Sask. Health Authority shifts staff away from contact tracing as dropping COVID-19 case numbers lower demand
As the Saskatchewan Health Authority (SHA) prepares to send hundreds of healthcare workers back to their original jobs, the government is looking to fill some holes left behind.
Roughly 860 healthcare workers were redeployed to help with the COVID-19 response.
According to the SHA, nearly 450 were shifted to contact tracing, testing and outbreak management.
Over the next three weeks, the majority of those will be deployed back to their departments, which will allow for pediatric and youth services to resume. However, the SHA says there is no particular order for when the rest of the services will resume.
“We will be managing which services we can fully or partially resume based on the staff that are available,” said Derek Miller, the emergency operations centre commander with the SHA.
The remaining 400 SHA staff will continue to work in acute care, ICUs and vaccination sites for as long as they are needed.
Saskatchewan’s chief medical health officer says the demand for contact tracing is dependent on the number of new cases and the number of contacts from each case.
Dr. Saqib Shahab encourages everyone to lower their close contacts through masks, social distancing and small gathering sizes.
However, as new case numbers continue to drop, so does the demand for contact tracing.
“While our new case numbers are trending down, our acute care and ICU admissions will take longer to trend down and our case numbers are still high enough to generate ongoing hospitalizations,” said Shahab.
Redeployed healthcare workers, public servants and Statistics Canada employees are baring the brunt of contact tracing.
The government is now looking to secure more private workers to help meet demand once those frontline workers go back to their original jobs.
Premier Scott Moe says procuring some private companies has already allowed the province to free up resources.
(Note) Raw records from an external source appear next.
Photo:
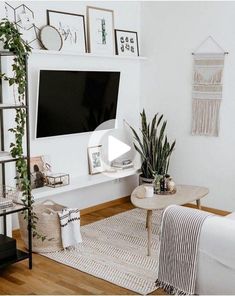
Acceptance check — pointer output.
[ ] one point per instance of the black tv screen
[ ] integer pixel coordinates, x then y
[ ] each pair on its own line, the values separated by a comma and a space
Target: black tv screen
75, 101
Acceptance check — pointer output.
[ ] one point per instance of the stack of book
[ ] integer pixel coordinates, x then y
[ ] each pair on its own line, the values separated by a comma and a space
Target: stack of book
125, 164
5, 203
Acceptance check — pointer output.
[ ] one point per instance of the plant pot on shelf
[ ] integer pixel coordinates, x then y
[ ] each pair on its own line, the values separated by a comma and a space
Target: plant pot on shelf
143, 180
2, 46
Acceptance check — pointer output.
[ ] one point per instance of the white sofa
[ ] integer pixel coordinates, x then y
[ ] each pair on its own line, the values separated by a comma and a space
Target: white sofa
216, 262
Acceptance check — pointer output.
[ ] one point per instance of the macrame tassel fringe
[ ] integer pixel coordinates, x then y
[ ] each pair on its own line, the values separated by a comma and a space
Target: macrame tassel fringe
205, 119
169, 289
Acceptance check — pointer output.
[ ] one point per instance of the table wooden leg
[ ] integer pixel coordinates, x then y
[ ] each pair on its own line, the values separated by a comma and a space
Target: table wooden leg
149, 223
199, 204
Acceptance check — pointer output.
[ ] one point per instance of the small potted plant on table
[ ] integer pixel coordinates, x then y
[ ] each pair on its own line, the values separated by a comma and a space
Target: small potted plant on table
155, 150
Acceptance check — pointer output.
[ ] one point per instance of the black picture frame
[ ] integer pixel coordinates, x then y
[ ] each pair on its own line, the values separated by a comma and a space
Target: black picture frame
126, 51
63, 34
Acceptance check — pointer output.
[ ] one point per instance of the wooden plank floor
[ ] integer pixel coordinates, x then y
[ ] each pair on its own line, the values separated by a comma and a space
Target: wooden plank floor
52, 278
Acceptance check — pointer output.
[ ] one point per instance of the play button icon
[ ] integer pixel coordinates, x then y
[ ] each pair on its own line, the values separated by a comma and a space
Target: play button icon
116, 148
“What private procurement in testing and contact tracing has allowed us to do is to pull those services back sooner rather than later,” Moe said.
However, the official opposition worries that private procurement could lead to more for-profit services in the future.
“I am deeply concerned that Scott Moe will try to take advantage of a crisis to further privatize our system,” said NDP leader Ryan Meili.
“When you introduce private for-profit care, wait times in the public system just continue to grow.”
If cases spike, the SHA says it is working on a plan to meet healthcare demands while maintaining as many services as possible.
However, there is no specific case count or ICU volume that would trigger redeployment.